In an email, a person pointed out that I had misidentified a member of the noteworthy Mannerheim family of Finland. I identified a Mannerheim visiting Calumet in 1904 as the Mannerheim that later became President of Finland...not so.
The person who notified me about the correction was kind enough to write:
"I would like to point out one case of mistaken identity. On page 10, I read 'Carl Gustav Mannerheim, future leader of the Finns versus the Soviets in the famous Winter War and eventual president of Finland, sought exile in Calumet.' I knew that this could not be so, because he was in Russia during this time, as well as before and after. In 1887 Carl Gustav Mannerheim entered cavalry school in St. Petersburg and left two years later with the rank of second lieutenant. Two years later he was given a position with the Chevalier Guards (the Czarina’s squadron). The Chevalier guards went to Moscow in 1896 for the coronation of Nicholas II, and Mannerheim was chosen to be one of four officers who lined the steps leading to the thrones during the service. In 1893 he was promoted Lieutenant of the Guards, and to Second Captain in 1899."

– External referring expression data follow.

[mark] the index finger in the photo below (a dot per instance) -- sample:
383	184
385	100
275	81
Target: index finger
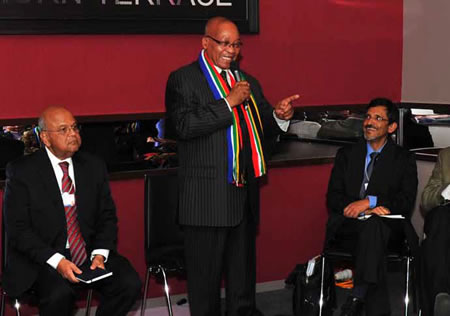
291	98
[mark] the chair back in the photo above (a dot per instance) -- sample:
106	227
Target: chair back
164	242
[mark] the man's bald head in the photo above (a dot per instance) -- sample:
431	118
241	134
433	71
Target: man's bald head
59	131
214	24
221	41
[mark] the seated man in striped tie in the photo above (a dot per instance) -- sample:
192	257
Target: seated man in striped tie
372	177
59	215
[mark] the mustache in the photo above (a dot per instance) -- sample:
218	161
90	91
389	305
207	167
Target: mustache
369	126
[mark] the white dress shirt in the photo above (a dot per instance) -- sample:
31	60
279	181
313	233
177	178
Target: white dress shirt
55	161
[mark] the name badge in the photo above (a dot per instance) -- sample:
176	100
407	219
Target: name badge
68	199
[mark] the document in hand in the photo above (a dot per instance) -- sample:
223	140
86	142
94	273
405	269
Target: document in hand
89	276
363	217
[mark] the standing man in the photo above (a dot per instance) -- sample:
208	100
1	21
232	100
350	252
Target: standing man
373	177
59	215
220	124
435	247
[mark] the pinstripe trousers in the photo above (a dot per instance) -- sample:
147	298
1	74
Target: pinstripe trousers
216	252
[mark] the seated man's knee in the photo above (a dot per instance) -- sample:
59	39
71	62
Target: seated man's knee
59	294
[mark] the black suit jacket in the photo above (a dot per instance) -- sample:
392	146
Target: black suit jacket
200	123
35	219
393	181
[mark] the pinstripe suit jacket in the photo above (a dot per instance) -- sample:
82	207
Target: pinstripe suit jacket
200	123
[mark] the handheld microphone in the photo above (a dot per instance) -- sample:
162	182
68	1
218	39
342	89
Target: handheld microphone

"When the Russo-Japanese war broke out in 1904 Mannerheim asked for and received a transfer to an outfit that was being sent to the front. He returned to Russia a colonel, with three decorations. Later he was chosen to lead a fact-finding tour to Central Asia and China in 1906-08. Upon return from Asia he was stationed in Poland, where he was promoted to general. He returned to Finland in December 1917."
"There was a Carl Mannerheim who visited Calumet, but it was not the Baron Carl Gustav. Count Carl Mannerheim Sr. had seven children of whom four were boys. According to a custom of that time at least three of them carried the first name of Carl, their father’s first name: they were Carl, the Count (only the eldest son could inherit the title of Count) , Carl Gustav Emil, the future Marshall, and Carl Fridolf Johan. The Count aggravated Bobrikov with his passive resistance and was exiled. He died in Stockholm in 1915. I can find no reference to his having visited in the U.S. so it must not have played a significant part in his life."
My sources are: OTAVAN SUURI ENSYKLOPEDIA; MANNERHEIM, THE YEARS OF PREPARATION by J.E.O. Screen; SOTAMARSALKKA MANNERHEIM, by Herman Gummerus; and MANNERHEIM, MARSHALL OF FINLAND by Stig Jägerskiöld.
Thank you emailer for the correction.